Are your thought patterns related to sleeping causing more damage? Are you thinking: I need to get 8 hours of sleep everynight; If I don't get enough sleep my presentation tomorrow will be a disaster; There is something wrong with me that I can’t sleep. These thoughts can trigger anxiety, which in turn can keep you awake. Try distracting yourself:
- Mental Exercises: Mind games can be helpful, such as the A to Z game. Pick a category, (such as foods or boys first names), and list an example for each letter of the alphabet.
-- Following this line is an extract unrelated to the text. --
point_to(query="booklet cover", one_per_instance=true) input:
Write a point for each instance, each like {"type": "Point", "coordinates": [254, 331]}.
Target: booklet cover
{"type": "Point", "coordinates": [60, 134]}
- Imagery: Imagery is a great tool for distraction because it requires you to imagine a relaxing scene. While laying down with your eyes closed, concentrate on slow, deep breaths. Once you are relaxed, imagine lying somewhere calming, such as a beach (or a boat, or sitting in the woods, or any place else you find relaxing) and picture all of the finite details: the sound of the waves crashing on the shore, the feel of the sand under your fingers and toes, the sound of a seagull squacking, and maybe the smell of funnel cake wafting from the nearby boardwalk. Move through the scene slowly, and try to coordinate all five senses. What do you see? Hear? Smell? Feel? Taste? Look to the left – what do you see there? Alternatively, you can imagine an earlier experience and try to recall all of the minute details. For example, during anxiety attacks, a previous patient of mine will do a mental walk-through of an old vacation home, describing to herself every detail of each piece of furniture, the color of the carpets, the pattern of the wallpaper etc.
Still can’t sleep?
Consider therapy, specifically, cognitive behavioral therapy. Research shows that psychotherapy can be more effective in treating insomnia than medication. The reason? Anxiety is one of the most common triggers for insomnia, and therapy can help the individual develop effective strategies and interventions for coping with it. Therapy can also help troubleshoot ineffective sleeping habits and replace them with more efficient bedtime rituals.